The graphics look good, and now one must hearken to the music. The effort is based on the intelligent recognition -- one that till now has escaped almost everyone -- that among those who most need to be reached , their mental defenses breached, or indifference overcome, are people for whom the usual means will not work. For they are unused to spending hours in a library, may find following an argument difficult, may even be put off by the briefest of observations, but are quite at home with the CD that can be slipped into the player. Should one give up on such people, or give up on the idea, for others who do read, of aurally reinforcing certain ideas?
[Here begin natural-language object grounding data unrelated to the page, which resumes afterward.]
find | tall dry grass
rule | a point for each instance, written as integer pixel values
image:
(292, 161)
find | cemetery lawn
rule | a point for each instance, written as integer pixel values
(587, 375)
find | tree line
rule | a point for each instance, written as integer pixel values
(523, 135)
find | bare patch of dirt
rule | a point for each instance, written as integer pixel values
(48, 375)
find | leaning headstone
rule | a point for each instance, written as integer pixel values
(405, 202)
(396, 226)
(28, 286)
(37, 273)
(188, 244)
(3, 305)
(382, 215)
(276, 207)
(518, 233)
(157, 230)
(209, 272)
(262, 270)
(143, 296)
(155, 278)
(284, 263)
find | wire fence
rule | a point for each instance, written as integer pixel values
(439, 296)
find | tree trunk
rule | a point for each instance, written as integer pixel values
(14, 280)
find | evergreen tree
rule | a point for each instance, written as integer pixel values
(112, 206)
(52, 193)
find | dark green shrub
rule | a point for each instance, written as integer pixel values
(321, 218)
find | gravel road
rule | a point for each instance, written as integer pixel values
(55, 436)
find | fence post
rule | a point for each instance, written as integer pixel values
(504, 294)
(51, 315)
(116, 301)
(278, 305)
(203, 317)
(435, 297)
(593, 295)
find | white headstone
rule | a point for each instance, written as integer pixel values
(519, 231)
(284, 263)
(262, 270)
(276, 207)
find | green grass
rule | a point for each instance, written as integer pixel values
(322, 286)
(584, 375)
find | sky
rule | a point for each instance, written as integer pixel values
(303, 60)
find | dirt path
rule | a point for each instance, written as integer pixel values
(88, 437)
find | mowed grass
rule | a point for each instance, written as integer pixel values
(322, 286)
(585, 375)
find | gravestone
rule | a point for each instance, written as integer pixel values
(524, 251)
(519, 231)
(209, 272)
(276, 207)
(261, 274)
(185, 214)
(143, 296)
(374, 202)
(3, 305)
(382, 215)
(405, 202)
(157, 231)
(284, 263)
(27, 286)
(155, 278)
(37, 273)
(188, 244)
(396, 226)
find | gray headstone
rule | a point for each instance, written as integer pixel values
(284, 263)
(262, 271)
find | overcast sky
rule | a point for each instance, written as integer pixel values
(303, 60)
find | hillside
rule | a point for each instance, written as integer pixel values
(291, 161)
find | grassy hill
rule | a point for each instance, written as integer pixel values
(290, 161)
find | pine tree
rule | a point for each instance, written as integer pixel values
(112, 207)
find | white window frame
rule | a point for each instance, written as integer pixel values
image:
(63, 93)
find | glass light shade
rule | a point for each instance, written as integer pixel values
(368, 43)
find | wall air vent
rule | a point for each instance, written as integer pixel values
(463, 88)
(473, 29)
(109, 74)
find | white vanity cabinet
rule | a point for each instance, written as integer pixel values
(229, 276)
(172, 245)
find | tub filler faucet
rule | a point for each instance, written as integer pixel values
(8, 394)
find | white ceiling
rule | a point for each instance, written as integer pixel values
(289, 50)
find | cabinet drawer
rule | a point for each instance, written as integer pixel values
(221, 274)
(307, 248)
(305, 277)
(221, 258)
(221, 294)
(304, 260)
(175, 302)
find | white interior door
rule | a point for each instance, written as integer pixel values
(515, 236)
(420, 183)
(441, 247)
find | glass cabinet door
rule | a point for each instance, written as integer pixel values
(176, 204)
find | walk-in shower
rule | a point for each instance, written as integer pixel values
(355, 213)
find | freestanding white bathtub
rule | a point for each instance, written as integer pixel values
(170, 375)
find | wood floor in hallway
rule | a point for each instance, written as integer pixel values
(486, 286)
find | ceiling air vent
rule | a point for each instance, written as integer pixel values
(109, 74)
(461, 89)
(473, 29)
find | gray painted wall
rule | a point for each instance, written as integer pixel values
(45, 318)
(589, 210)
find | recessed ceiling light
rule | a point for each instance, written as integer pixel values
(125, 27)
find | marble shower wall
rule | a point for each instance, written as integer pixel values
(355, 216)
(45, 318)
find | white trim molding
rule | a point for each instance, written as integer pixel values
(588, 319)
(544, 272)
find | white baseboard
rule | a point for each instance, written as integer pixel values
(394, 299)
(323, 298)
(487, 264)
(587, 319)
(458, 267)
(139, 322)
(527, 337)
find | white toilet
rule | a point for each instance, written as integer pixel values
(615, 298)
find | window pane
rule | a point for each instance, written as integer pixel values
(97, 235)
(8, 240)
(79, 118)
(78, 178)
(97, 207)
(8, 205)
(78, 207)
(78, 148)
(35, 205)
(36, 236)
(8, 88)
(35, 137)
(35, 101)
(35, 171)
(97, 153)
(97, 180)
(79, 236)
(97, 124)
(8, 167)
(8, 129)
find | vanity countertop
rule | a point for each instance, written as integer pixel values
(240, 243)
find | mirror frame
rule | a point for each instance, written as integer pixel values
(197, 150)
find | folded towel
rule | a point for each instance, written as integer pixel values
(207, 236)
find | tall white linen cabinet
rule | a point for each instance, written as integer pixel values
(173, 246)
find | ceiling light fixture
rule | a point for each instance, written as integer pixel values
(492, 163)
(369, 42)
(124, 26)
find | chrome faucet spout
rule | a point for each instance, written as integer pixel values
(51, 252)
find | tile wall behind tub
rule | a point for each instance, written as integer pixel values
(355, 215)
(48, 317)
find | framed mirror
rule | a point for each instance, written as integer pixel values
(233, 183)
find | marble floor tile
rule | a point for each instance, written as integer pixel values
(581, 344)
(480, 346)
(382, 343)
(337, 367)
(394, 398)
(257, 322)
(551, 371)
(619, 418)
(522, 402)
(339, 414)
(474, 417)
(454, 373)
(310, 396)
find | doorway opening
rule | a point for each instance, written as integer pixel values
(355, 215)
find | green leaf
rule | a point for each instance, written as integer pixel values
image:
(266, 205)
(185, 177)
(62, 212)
The setting to music of words that introduce certain concepts -- Jihad, dhimmitude -- may work better in some songs and less in others. But the strategy is sound: to enroll a music recording studio, and lyricists, and musicians, in the general war effort. Once upon a time - in World War II, say, or World War I -- a government office of war propaganda would have produced its own material, including jingles or songs. Now all that, out of timidity and rigidity and stupidity, has been left for private parties to produce; governments in the Western world are fearful of telling the truth about Islam, for fear of "offending Muslims." (Don't those Muslims know perfectly well what Islam teaches? Of course they do. But they are "offended" if non-Muslims dare to find out the same thing). These songs, by introducing listenes to certain words, and then hammering home -- but to a beat behind and before and under and over -- the message, that this is Jihad, and this is dhimmitude, can reach the heretofore unreachable. Once the very words "Jihad" and "dhimmi" are entered into the Western consciousness, and then demand discussion, a great victory will have been achieved. And it will have been achieved not by our governments, whose responsibility it is to instruct and thus to better protect us, but by private parties, recognizing the lapse, taking up the slack.

A snatch of song, a jingle, can do a lot. That's why they use them on Madison Avenue, as recommended since the days of Edward Bernays. Music isn't just the food of love. It's also a way to smuggle in ideas, and possibly to inflame the passions about those ideas, for was it not Hume himself who said that the passions ruled our reason?

Think of what "Casablanca" did for the war effort in the United States. Think of the most important scene in that movie, with dueling songs and singers: on one side, at Rick's, wearing white, those French men and women, and those refugees from the Nazis (and in real life, many of the former were also the latter), sing the Marseillaise with such fervor, and so loudly, that they drown out the sullen and malevolent Germans, sitting at a table together, trying unsuccessfully to complete their rendition of Die Wacht am Rhein.